Gavins Point releases of 9,000 cfs will be maintained as long as weather conditions permit. "They will likely be increased to 12,000 cfs in December as cold temperatures move in, which can increase ice formation on the river," said Cieslik. The initial formation of ice cover on the Missouri or its tributaries can reduce the amount of water flowing in the river and creates a temporarily reduction in river stages. If the ice cover restricts or even blocks river flow, more severe reductions in stages can occur. Conversely, if temperatures moderate for extended periods this winter, and ice formation is not actively taking place, releases may be set lower than 12,000 cfs to conserve water in the reservoirs. Gavins Point releases averaged 16,100 and 13,700 cfs last January and February, respectively.
The current runoff forecast for 2004 is 16.5 million acre feet (MAF), compared to a normal of 25.2 MAF. Runoff above Sioux City, IA, in October was 1.1 MAF.
System storage ended October at 35.7 MAF, down only 100,000 acre feet for the month. Last year at this time it was 40 MAF. The amount of water currently stored in the reservoirs is nearly 21 MAF below average.
Gavins Point reservoir will remain near elevation 1207 feet msl during November.
For Randall releases averaged a record low 12,000 cfs in October. They will range from 7,000 to 8,000 cfs during November as necessary to maintain the level of Gavins Point reservoir. Fort Randall ended October at 1339 feet msl. The reservoir continues its annual drawdown in November, ending the month near elevation 1338 feet msl. The drawdown occurred sooner than in previous years due to the shortening of the navigation season. It will begin to refill in December, ending the month near 1341 feet msl.
Oahe reservoir rose more than one foot in October ending the month at elevation 1574.8 feet msl. It will rise two feet in November, ending the month 24 feet below average. The reservoir is three feet lower than last year at this time.
Garrison releases averaged 11,500 cfs during October. They will remain at that rate until mid-November and then gradually increase to 15,000 cfs by the end of the month. Garrison fell slightly during October, ending the month at elevation 1813.1 feet msl. It will drop nearly a foot in November, ending the month 25 feet below average. The reservoir is seven feet lower than last year at this time.

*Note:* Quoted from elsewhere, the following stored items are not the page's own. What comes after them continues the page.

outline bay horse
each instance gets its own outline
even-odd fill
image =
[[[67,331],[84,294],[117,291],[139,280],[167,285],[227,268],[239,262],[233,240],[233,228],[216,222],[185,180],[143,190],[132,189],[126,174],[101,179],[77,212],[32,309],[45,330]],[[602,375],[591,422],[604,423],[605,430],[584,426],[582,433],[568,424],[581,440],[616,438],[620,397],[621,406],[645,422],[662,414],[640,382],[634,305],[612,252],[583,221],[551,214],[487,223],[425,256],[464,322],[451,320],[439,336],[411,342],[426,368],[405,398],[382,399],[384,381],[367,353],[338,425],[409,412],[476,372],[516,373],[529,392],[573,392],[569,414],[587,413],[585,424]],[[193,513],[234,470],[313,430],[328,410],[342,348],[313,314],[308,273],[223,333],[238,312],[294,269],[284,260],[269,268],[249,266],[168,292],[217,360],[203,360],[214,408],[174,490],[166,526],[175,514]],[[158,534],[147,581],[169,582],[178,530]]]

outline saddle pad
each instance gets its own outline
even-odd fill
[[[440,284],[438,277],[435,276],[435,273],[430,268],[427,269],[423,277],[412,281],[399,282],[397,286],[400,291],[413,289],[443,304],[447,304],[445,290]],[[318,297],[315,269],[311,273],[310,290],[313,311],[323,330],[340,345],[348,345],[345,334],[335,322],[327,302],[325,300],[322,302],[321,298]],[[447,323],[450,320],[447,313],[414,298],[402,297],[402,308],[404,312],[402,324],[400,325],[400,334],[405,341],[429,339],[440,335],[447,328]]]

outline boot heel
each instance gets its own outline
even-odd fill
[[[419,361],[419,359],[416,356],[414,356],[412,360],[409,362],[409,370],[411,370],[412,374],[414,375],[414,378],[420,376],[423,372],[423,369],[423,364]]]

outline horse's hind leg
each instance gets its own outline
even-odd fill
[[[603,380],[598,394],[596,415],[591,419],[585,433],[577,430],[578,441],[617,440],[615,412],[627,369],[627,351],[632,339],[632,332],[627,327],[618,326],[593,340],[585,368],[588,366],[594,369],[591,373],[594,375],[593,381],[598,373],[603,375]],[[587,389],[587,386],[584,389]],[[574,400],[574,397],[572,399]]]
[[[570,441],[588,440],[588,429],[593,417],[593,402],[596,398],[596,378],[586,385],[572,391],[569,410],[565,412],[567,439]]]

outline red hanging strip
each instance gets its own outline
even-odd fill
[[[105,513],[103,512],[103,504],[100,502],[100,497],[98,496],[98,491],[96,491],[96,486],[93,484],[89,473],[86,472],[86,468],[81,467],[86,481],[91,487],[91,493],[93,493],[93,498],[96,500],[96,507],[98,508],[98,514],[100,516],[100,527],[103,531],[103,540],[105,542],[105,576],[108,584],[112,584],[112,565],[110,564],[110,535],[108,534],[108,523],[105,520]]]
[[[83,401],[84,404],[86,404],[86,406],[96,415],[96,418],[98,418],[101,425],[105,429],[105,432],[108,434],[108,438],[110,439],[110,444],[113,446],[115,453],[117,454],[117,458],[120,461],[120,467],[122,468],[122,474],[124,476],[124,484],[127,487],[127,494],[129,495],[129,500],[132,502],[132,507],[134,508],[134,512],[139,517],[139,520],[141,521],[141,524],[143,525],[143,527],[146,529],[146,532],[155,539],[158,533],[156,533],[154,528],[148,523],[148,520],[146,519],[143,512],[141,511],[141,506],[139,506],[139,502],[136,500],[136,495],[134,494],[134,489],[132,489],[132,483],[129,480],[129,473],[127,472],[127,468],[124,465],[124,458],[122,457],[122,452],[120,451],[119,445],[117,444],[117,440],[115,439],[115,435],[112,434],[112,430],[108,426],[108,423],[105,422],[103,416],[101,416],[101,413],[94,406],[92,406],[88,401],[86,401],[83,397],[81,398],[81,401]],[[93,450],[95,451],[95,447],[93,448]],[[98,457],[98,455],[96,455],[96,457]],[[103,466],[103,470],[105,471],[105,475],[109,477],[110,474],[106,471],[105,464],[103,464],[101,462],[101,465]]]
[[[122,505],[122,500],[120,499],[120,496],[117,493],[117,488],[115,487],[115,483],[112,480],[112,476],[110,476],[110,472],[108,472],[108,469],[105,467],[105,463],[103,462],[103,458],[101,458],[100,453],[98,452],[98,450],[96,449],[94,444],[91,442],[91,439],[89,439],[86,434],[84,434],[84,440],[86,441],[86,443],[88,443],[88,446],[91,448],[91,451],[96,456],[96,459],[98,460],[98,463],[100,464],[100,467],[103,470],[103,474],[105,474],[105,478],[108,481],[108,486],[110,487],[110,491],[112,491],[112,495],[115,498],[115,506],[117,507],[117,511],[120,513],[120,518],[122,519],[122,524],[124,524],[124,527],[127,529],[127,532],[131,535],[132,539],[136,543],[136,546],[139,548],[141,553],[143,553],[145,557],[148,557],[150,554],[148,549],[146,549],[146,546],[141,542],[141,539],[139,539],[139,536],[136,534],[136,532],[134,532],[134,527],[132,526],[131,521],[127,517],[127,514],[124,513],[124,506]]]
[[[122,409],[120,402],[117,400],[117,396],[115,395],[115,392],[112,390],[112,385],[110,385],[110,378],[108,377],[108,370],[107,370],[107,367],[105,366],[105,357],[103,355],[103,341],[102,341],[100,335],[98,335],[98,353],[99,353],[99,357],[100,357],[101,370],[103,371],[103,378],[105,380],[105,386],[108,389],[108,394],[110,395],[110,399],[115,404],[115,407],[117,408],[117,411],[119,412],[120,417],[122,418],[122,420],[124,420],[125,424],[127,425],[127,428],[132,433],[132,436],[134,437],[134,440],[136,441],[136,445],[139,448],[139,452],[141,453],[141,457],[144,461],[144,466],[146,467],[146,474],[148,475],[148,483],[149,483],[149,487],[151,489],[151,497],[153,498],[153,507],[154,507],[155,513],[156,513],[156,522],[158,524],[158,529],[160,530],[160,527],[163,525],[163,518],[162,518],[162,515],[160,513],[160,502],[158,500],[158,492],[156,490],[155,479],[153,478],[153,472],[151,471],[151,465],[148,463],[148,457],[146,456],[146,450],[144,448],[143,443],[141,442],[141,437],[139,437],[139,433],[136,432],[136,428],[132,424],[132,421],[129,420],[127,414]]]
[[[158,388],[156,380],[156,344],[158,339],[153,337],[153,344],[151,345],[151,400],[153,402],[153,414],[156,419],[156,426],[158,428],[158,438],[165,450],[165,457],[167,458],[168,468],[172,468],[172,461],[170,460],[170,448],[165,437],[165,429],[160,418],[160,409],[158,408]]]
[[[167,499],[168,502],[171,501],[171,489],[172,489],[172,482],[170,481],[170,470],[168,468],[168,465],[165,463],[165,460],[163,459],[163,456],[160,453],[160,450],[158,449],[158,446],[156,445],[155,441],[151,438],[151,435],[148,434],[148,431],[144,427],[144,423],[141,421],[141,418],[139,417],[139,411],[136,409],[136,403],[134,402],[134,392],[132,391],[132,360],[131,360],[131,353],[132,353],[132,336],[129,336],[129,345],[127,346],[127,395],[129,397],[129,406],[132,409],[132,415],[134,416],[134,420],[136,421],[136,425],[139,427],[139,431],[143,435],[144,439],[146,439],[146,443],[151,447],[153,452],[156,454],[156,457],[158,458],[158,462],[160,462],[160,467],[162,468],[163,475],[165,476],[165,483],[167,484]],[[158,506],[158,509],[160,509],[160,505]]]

Fort Peck releases averaged 4,100 cfs in October. They will remain near that rate until late November and then be increased to 5,500 cfs. The reservoir remained nearly steady during October, ending the month at elevation 2199.8 feet msl. It will drop slightly during November, ending the month 34 feet below average. Last year at this time it was 10 feet higher.
The six main stem power plants generated a record low 310 million kilowatt hours (kWh) of electricity in October, 36 percent of normal. The forecast for 2004 energy production is 6.5 billion kWh, compared to a normal of 10 billion kWh.